Multiple Edit/Multiple Imputation for Multivariate Continuous Data
Published in: Journal of the American Statistical Association, v. 98, no. 464, Dec. 2003, p. 807-817
Posted on RAND.org on December 31, 2002
Multiple imputation replaces an incomplete dataset with m > 1 simulated complete versions that are analyzed separately by standard methods. We present a natural extension of multiple imputation for handling the dual problems of nonresponse and response error. This extension, which we call multiple edit/multiple imputation (MEMI), replaces an observed dataset containing missing values and errors with m > 1 simulated versions of the ideal dataset that is complete and error-free. These ideal data sets are analyzed separately, and the results are combined using the same rules as for multiple imputation. The resulting inferences simultaneously reflect uncertainty due to nonresponse and response error.
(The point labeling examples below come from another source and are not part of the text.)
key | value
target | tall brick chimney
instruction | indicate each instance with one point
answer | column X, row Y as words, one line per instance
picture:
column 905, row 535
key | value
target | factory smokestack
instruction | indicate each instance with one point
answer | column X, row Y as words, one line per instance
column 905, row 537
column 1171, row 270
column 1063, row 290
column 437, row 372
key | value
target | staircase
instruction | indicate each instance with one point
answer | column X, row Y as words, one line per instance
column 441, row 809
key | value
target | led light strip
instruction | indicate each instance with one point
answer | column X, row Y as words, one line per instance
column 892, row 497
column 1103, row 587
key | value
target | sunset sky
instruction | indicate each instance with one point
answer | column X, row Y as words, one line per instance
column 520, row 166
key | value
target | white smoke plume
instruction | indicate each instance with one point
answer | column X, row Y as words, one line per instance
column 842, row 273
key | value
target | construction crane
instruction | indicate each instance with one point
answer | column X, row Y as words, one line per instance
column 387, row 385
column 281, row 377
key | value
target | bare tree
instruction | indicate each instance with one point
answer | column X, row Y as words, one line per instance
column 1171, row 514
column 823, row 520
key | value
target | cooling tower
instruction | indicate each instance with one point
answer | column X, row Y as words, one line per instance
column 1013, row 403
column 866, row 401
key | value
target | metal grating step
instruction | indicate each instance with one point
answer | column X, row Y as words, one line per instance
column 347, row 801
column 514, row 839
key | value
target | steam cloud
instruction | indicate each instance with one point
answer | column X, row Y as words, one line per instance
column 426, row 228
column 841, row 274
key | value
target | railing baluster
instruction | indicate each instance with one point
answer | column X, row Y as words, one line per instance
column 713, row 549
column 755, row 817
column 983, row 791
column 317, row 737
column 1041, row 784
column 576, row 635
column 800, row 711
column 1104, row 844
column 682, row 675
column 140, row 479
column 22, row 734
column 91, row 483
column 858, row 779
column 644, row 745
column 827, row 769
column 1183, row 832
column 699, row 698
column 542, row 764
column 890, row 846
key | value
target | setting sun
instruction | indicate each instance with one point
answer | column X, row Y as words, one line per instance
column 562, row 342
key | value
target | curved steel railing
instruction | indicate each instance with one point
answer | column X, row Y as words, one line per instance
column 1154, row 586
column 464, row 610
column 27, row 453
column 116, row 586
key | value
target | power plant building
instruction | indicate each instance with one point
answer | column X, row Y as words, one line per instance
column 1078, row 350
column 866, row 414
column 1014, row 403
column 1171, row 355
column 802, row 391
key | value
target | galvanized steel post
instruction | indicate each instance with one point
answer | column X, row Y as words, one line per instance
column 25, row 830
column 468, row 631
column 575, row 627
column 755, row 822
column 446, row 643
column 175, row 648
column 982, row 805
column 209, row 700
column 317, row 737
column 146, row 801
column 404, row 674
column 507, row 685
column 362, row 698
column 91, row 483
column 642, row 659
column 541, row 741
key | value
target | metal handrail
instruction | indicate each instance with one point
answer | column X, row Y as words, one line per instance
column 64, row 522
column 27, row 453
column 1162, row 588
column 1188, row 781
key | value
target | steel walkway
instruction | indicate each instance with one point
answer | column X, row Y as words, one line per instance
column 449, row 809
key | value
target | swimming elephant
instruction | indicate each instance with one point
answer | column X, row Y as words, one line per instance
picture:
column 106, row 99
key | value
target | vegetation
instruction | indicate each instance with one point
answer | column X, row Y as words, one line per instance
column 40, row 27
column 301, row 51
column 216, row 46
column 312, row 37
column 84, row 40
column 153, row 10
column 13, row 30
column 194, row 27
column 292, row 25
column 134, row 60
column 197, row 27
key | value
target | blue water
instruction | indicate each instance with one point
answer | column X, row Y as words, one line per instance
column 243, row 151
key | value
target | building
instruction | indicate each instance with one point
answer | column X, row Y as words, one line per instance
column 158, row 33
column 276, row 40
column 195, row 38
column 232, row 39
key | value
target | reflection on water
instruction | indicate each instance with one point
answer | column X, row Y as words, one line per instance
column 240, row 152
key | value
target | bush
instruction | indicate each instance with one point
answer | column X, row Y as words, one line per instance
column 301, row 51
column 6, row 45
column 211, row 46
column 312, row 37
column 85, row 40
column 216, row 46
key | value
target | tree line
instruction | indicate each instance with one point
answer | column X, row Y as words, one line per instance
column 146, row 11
MEMI may be an attractive alternative to deterministic or quasi-statistical edit and imputation procedures used by many data-collecting agencies. Producing MEMI's requires assumptions about the distribution of the ideal data, the nature of nonresponse, and a model for the response error mechanism. However, fitting such a model does not necessarily require data from a follow-up study. In this article we develop and implement MEMI for preliminary data from the Third National Health and Nutrition Examination Survey, Phase I (1988-1991). Raw body measurements for 1,345 children age 2-3 years are imputed under a Bayesian model for intermittent or semicontinuous errors. The resulting population estimates are found to be quite insensitive to prior assumptions about the rates and magnitude of errors.